I've done some experiments to understand the influence of the dimension of the latent space in a VAE, and it seems that the higher the space, the harder it is to generate realistic images. I might have an intuition of the reason, and I wanted to have your opinion or any other theoretical insight about it.
First, what I've noticed:
- After the training of a deep convolutional VAE with a large latent space (8x8x1024) on MNIST, the reconstruction works very well. Moreover, when I give any sample $x$ to my encoder, the output mean $\mu(x)$ is close to 0 and the output std $\sigma(x)$ is close to 1. Both the reconstruction loss and the latent loss seem to be low.

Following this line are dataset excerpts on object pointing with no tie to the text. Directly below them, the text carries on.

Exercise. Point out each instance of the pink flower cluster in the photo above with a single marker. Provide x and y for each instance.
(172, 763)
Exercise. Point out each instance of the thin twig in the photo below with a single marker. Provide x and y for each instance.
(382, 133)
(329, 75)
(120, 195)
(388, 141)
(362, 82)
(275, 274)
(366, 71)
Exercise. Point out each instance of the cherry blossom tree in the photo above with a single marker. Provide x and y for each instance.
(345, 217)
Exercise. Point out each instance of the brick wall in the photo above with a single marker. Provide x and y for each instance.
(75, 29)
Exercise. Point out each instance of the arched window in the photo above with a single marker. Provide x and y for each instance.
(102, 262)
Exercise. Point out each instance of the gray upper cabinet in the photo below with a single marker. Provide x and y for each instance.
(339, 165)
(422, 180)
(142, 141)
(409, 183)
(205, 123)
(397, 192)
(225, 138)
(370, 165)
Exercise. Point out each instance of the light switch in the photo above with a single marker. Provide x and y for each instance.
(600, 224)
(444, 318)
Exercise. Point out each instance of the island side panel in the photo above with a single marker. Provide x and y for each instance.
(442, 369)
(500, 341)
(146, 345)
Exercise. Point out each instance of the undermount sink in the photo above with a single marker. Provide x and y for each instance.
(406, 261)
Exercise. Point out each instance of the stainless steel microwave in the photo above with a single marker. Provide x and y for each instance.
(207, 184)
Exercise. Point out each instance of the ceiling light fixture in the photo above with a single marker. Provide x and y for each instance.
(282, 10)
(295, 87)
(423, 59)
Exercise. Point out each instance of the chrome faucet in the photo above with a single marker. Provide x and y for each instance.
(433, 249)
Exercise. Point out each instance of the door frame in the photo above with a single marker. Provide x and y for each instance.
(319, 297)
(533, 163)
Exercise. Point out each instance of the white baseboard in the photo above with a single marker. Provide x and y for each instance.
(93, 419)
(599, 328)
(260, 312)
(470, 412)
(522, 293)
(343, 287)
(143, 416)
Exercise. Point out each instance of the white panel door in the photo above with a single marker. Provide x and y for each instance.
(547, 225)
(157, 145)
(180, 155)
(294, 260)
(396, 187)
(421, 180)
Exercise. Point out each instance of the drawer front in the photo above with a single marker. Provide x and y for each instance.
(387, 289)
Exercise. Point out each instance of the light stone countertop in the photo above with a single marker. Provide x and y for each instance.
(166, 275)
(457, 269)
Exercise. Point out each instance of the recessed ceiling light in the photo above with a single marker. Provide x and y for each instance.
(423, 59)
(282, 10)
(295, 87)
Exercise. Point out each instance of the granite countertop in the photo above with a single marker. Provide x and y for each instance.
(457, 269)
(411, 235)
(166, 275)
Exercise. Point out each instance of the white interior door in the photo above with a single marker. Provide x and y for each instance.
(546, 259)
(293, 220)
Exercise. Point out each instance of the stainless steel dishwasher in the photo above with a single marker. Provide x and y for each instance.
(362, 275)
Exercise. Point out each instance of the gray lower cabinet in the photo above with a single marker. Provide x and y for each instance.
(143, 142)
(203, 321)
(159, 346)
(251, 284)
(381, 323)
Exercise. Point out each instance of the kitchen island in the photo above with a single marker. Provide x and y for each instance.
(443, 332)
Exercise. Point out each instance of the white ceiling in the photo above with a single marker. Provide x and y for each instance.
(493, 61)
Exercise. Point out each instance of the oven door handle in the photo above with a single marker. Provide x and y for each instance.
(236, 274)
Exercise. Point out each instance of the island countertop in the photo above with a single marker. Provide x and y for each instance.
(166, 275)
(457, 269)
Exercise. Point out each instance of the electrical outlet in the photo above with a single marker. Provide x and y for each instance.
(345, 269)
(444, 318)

- However, if I give random samples from $\mathcal{N}(0,I)$ to my decoder, the output is some random white strokes on a black background (like MNIST samples, but not looking like digits).
- If I give an image $x$ to my encoder, it will output a mean $\mu(x)$ (close to 0), and if I give to my decoder random samples from $\mathcal{N}(\mu(x),I)$, the output will be images representing the same digit than the input (both realistic and different from the input)
What I conclude is that:
- The VAE has generated many gaussian distributions of realistic images, whose centers are close to 0 but not exactly 0. Thus, the distribution of realistic images is a mixture of gaussians $\mathcal{D} = \sum_{x \in \mathcal{X}} \alpha_x \mathcal{N}(\mu(x),I)$
- The practical support of $\mathcal{N}(0,I)$ does not overlap with the practical support of $\mathcal{D}$ (except on a set of measure zero). By practical support, I mean the space where most points are actually generated. For a high-dimensional gaussian, it corresponds to a soap bubble.
So here is a visualization of what would happen with a high-dimensional latent space:
The red bubble would be the practical support of $\mathcal{N}(0,I)$ while the union of the black bubbles would be the practical support of $\mathcal{D}$. Only the black bubbles contain realistic images, while the red bubble contains almost no realistic image. The higher the dimension, the thinner the bubbles are and the smaller the overlapping space is.
Is this intuition correct? Is there any other reason for high dimensional latent spaces not to work correctly?